Los Katíos National Park

7.8 - 77.15Koordinaten: 7 ° 48 '0 "N, 77 ° 9' 0" W Los Katios is a national park in South America in Colombia, who was appointed in 1994 as a World Heritage Site. Since 2009, the area is classified as impaired because of continuing deforestation in and on the borders of the National Park by UNESCO. Furthermore, the area under the illegal felling of precious woods, illegal fishing and hunting suffers.
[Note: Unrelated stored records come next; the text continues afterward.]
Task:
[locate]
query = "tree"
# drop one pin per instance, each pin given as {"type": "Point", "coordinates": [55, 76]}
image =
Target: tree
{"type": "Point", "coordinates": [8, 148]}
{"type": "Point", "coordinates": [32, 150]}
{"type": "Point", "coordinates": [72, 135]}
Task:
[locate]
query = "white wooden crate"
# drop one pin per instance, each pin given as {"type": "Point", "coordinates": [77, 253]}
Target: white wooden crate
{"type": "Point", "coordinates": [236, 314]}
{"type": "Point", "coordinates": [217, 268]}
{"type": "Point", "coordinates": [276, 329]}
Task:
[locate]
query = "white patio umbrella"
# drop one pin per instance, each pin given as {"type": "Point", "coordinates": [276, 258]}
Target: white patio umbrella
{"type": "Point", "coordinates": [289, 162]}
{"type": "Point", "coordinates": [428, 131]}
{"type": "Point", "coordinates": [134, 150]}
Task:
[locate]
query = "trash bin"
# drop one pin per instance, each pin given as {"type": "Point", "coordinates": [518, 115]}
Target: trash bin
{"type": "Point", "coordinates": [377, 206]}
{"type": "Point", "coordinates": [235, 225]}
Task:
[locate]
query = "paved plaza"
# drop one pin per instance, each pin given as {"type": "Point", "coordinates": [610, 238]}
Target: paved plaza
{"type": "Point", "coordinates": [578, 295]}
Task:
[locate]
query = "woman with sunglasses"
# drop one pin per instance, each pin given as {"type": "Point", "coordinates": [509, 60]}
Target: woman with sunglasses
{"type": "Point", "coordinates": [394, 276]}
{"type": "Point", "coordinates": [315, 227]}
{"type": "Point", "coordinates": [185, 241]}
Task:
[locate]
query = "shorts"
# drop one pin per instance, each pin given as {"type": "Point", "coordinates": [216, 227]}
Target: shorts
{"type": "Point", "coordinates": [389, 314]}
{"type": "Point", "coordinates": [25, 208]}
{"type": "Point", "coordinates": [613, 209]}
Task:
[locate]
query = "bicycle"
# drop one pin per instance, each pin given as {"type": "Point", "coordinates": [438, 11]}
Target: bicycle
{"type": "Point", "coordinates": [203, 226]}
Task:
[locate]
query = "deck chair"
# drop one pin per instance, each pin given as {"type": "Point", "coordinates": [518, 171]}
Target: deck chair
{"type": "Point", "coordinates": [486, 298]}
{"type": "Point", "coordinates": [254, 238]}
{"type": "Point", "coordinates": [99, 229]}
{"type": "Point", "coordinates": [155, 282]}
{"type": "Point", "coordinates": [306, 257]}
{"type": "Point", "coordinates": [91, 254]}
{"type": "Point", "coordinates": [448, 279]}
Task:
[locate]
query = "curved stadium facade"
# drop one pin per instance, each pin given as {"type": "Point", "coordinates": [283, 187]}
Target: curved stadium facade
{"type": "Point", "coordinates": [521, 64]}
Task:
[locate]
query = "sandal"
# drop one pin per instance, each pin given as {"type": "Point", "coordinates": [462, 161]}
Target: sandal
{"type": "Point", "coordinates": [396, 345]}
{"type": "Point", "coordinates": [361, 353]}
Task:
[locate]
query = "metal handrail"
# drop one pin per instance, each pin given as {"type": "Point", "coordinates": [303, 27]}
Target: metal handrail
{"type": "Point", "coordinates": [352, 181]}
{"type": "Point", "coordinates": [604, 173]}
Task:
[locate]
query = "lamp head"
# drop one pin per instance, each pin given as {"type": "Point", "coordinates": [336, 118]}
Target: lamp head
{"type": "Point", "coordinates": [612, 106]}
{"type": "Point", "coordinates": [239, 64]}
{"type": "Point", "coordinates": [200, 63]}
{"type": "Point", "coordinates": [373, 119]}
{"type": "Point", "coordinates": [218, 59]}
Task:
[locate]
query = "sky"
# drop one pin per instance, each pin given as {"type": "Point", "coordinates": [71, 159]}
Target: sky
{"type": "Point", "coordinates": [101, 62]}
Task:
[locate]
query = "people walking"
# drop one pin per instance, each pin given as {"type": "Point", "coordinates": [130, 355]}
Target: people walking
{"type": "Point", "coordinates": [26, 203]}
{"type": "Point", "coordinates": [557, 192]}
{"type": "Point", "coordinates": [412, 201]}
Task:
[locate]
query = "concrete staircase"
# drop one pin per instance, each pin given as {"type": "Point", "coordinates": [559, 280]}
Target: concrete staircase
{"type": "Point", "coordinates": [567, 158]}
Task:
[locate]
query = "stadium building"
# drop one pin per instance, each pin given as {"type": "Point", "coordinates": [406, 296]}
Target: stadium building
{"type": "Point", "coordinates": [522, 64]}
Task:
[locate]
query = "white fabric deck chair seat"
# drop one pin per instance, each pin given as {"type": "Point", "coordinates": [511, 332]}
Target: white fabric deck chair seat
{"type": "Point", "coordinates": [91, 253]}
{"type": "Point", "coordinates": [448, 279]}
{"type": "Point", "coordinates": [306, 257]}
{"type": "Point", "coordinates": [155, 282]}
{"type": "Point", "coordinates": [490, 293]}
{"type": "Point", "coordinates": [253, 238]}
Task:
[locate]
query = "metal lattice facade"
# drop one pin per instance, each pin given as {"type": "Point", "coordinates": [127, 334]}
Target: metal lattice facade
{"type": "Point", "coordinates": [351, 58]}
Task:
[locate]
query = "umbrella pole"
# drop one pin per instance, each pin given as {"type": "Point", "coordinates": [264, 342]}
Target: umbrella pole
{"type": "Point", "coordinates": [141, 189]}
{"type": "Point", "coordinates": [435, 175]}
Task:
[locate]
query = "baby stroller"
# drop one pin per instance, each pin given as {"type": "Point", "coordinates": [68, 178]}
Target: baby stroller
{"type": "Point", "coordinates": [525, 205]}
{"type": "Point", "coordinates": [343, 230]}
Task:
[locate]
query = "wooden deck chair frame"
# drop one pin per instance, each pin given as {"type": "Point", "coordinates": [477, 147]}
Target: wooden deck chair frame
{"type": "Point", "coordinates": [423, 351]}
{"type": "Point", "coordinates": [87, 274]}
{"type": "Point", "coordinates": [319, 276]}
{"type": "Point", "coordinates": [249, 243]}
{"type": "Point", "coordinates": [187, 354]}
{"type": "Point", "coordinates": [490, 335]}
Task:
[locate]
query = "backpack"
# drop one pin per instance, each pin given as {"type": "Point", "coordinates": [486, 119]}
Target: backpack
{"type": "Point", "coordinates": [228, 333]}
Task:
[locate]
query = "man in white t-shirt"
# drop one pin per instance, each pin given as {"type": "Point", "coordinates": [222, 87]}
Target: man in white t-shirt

Los Katios has an area of 720 km ³ and is located in the northwestern Colombia to the north of the Departaments Chocó, between the border of Panama and the west bank of the Río Atrato. The park also includes the wetlands of Tumaradó east of the river, and the land between the rivers Cacarica, Perancho and Peye. In the north joins Los Katios at the Panamanian Darién National Park.

Importance

The importance of Los Katios is its exceptionally high biodiversity and the protection of occurring only in the Darién region types. Due to the geographical location in northern Colombia on the southern edge of the Central American land bridge this region served in the Tertiary and Pleistocene as a filter for the exchange of species between North and South America. This process continues even today still continue. Los Katios is the only region in South America, occur in the Central American yew ( taxus ).

The park also serves to protect important landscape features such as the 25 m high tendal and the 100 m high waterfall and the Tilupo Tumaradó swamps.

In 1990, the park was accessible by paths and accommodations for small groups of visitors, who over the park administration in Sautatá access to the National Park.

Geography

The park covers between 50 and 600 m altitude along the foothills of the Serranía del Darién and consists of a gently rolling hills. It essentially comprises two main regions, each about half the mountains of the Serranía del Darién in the west and the river landscape of the Atrato. The Atrato is the fastest-flowing river in the world and poured 4,900 cubic meters of water per second into the Caribbean Sea.

The average temperature inside the park is 27 ° C and annual precipitation of 2000-4500 mm is very high, so that the humidity between 75% and 95%. The lowest precipitation values ​​indicate the months of December to March.

History

The region was originally inhabited by the Kuna, an indigenous group that the Choco region had to leave the Katío - Embera by internal struggles and migrated to Panama. The Darién region, which includes Los Katios heard was historically important for the first settlers, who used the land bridge from North to South America around 20,000 years ago. In the nachkolumbischen time it was the Spanish conquistadors Rodrigo de Bastidas, Alonso de Ojeda and Vasco Núñez de Balboa, who first discovered this region in 1501.

In recent years about 1 % of the park in the space Sautatá were exploited for agriculture and were primarily used for the cultivation of sugar cane. After the establishment of the park in 1974, based around 150 families have been resettled in the nearby villages Unguía, Puente América, Tumaradó and Cacarica in the next seven years.

Vegetation and wildlife

Lowland swamp forests cover about half of the park, while the other half is covered by tropical mountain rain forests. The Caesalpinie Cativo reaches heights of up to 50 m, and in the tropical forest are mainly Ceiba petandra, and Hura crepitans Cavanillesia platanifolia ago. 1993 669 plant species were detected in the park, of which 20-25 % are endemic, ie occur only in this region.

Los Katios hosts a number of animal species that are characteristic of Central America and occur in South America only in this region, such as the mouse Heteromys desmarestianus and Graukopfguan Ortalis cinereiceps, as well as endangered species like the American crocodile Crocodylus acutus, the bush dog Speothos venaticus, the giant anteater Myrmecophaga tridactyla and the tapir Tapirus bairdii Central American.